Back in 2017, Toyota announced Project Portal, which brings its zero-emission hydrogen fuel-cell tech to commercial trucks. Now, the automaker’s first fuel-cell electric truck is ready to haul cargo, as the automaker has unveiled the latest version of its hydrogen fuel-cell semi-truck jointly developed with truck manufacturer Kenworth. It’s the first of ten planned zero-emissions trucks that will start transporting cargo across the Los Angeles basin and to various inland cities starting in Q4 2019.
In the first phase, the trucks will haul goods from the LA and Long Beach ports throughout the LA area, the Inland Empire, the Port of Hueneme, and eventually to Merced. The trucks will be operated by Toyota Logistics Services, United Parcel Services, Total Transportation Services Inc. and Southern Counties Express.

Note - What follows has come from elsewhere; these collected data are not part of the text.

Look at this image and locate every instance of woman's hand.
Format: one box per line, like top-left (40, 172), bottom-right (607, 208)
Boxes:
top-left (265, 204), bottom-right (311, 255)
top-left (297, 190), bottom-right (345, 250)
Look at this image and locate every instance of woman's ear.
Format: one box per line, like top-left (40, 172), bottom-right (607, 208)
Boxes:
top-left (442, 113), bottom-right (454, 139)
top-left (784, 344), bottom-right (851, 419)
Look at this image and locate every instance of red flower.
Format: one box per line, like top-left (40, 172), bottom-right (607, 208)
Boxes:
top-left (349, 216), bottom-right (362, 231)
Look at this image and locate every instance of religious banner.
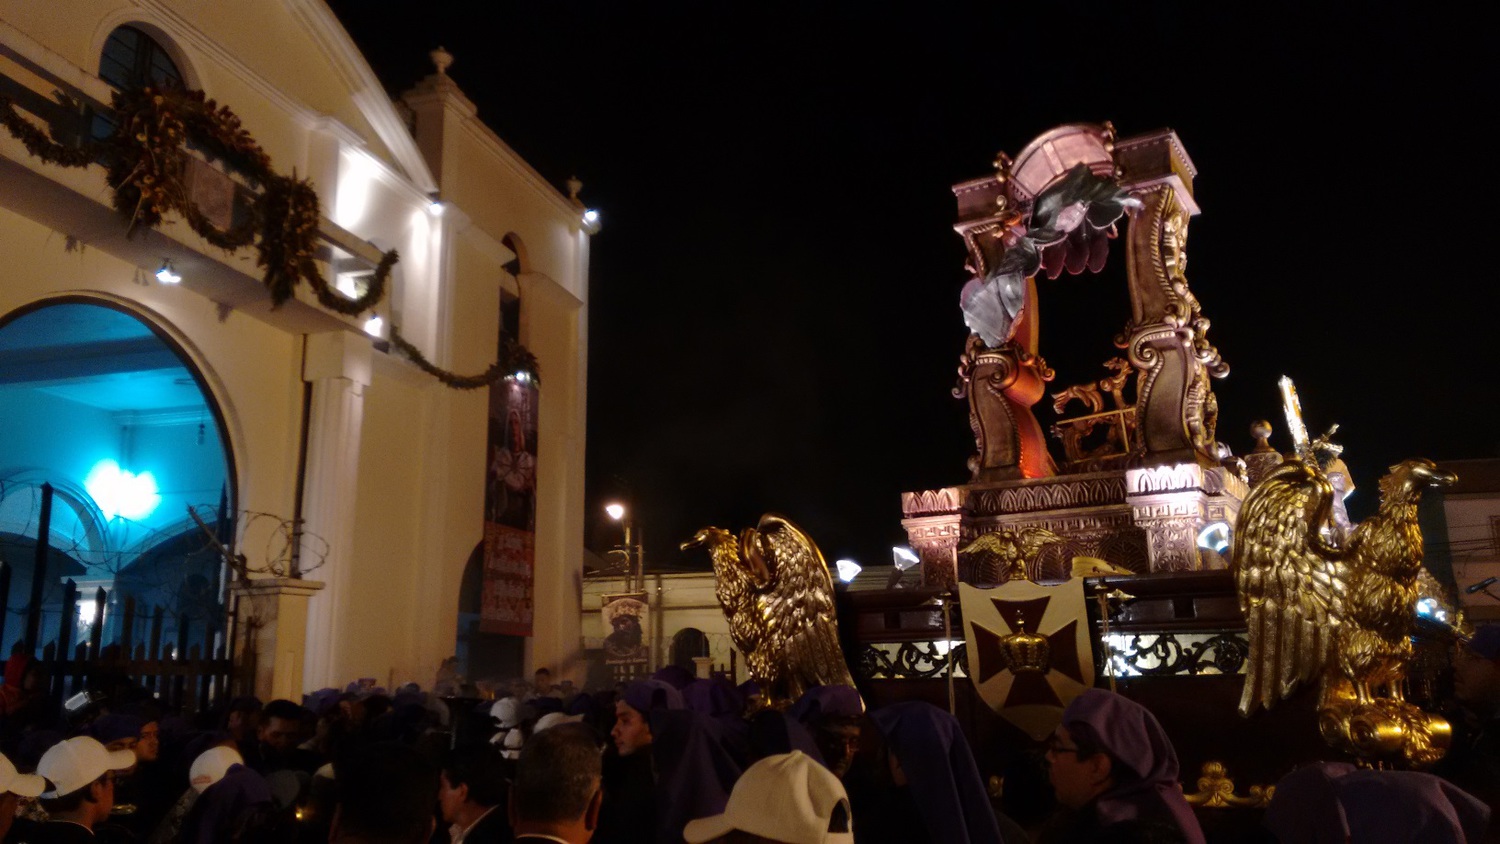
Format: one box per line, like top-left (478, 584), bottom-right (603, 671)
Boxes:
top-left (601, 592), bottom-right (650, 666)
top-left (959, 579), bottom-right (1094, 740)
top-left (480, 375), bottom-right (538, 635)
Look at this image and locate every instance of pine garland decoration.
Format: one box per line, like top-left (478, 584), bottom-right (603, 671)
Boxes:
top-left (2, 84), bottom-right (532, 389)
top-left (389, 326), bottom-right (539, 389)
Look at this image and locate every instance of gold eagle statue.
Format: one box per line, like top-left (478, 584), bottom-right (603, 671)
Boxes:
top-left (960, 527), bottom-right (1066, 584)
top-left (682, 514), bottom-right (856, 705)
top-left (1233, 457), bottom-right (1456, 767)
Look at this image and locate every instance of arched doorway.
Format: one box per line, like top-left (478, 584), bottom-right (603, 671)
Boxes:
top-left (0, 299), bottom-right (234, 661)
top-left (456, 541), bottom-right (524, 689)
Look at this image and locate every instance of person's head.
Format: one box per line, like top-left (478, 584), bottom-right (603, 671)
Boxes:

In a second phase, Shell will build hydrogen filling stations in Wilmington and Ontario, California, to provide more opportunities for the trucks to refuel. Initially, the trucks will rely on three existing stations at Toyota’s Long Beach Logistics Services and Gardena R&D facilities.
The fuel-cell-electric truck (FCET) is based on Kenworth's T680 truck. Replacing the diesel inline-6 there is a pair of Toyota Mirai fuel cell stacks and an electric drive system producing 670 horsepower and a whopping 1,325 lb-ft of torque. The range on a fill of hydrogen is estimated at 300 miles, which is twice that of a typical drayage trucks' average daily duty cycle according to Toyota and Kenworth.
Over 16,000 trucks serve the LA and Long Beach port complexes, North America’s largest trade gateway for containerized cargo. That number is expected to grow to 32,000 by 2030, so there’s a lot of sales potential if truck companies start switching to zero-emission options. The long-awaited Tesla Semi is also coming, and Daimler is preparing to unleash a self-driving semi-truck, so we could soon see a battle between zero-emission semis. By 2050, Toyota aims to completely eliminate carbon-dioxide emissions at its Port of Long Beach facility.